R.A.F.: Eu acho de extrema importância o papel das fundações de amparo à pesquisa. Se atualmente existe uma nova possibilidade de construção da ciência, isso se deve, e muito, a essas instituições. Inclusive, é interessante pegar o exemplo da FAPEAM, pois ela conseguiu ter um grande desenvolvimento em pouco tempo. Hoje, ela é a terceira ou quarta fundação mais influente do País, com apenas dez anos de atuação. Em minha opinião, o que precisa ser visto nessas instituições são exatamente os investimentos em ciência. Como é que esses investimentos se dão. Muitas vezes pode haver exatamente a reprodução do modelo positivista, com ênfase nas ciências exatas e biológicas, porque elas trazem em si uma característica útil, que resulta em desenvolvimento regional.

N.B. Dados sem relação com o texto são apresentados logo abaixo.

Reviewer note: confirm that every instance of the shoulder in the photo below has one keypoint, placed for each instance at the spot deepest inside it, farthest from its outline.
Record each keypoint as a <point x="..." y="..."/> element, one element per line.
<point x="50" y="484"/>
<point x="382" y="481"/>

Então isso contribui para fomentar a ideia de que ciência só é desenvolvida nessas áreas quando, na verdade, as áreas de ciências humanas e de ciências sociais aplicadas produzem pesquisas que podem ser muito importantes nos desenvolvimentos econômico e social do País. Eu diria que essas agências de desenvolvimento são imprescindíveis, mas, precisam repensar a maneira como planejam a ciência atualmente. No caso da FAPEAM vejo que existe uma preocupação em pensar as ciências em todas as áreas, principalmente dentro das humanidades e das Ciências Sociais Aplicadas. Percebo que há uma ênfase dessa agência com a Comunicação e a sua interface com a divulgação científica. Acredito que a Agência de Notícias FAPEAM está indo em um caminho correto, pois pensa o desenvolvimentoeconômico atrelado ao desenvolvimento humano e também às questões subjetivas, humanas.

ANF: Professor, como jornalista que o senhor é, qual seria seu recado para os estudantes de Jornalismo do Amazonas?

R.A.F.: O jornalista, não somente aqui no Amazonas, precisa abrir mão da ideia de que é simplesmente um técnico. Precisa entender que a Comunicação Social é uma área da contemporaneidade. O jornalista é um narrador da contemporaneidade, portanto, ele tem que ter um conhecimento amplo, interdisciplinar. Ele tem que ter um conhecimento que o favoreça ver além do horizonte. No entanto, o que a gente mais vê são os cursos de jornalismo, em todo o país, dando ênfase aos aspectos práticos da profissão. Sou também avaliador do Inep-MEC e tenho percebido que os projetos pedagógicos dos cursos de Comunicação Social, dos diferentes cursos de diversas cidades do Brasil, se preocupam muito com os aspectos do fazer Jornalismo. Já fui a cidades de todas as regiões do Brasil e essa preocupação em dominar a técnica é prevalente. Isso acaba resultando em um grande problema. Quando o jornalista ou mesmo o estudante de jornalismo se depara com uma situação que exige um conhecimento maior, ele não está habilitado para isso. Aí ele vai recorrer somente à técnica para dar conta de problemas muitas vezes complexos. Aquilo que está além dos conhecimentos práticos ele não consegue lidar. Ser jornalista, para mim, é ter a sensibilidade e a capacidade de ver além dos fatos e conseguir com habilidade trabalhar passado, presente e futuro dentro de um mesmo contexto. Ou seja, o jornalista deve estar à frente (e bem à frente) dos fatos e não a reboque deles. E deve também desenvolver uma percepção subjetiva dos fenômenos.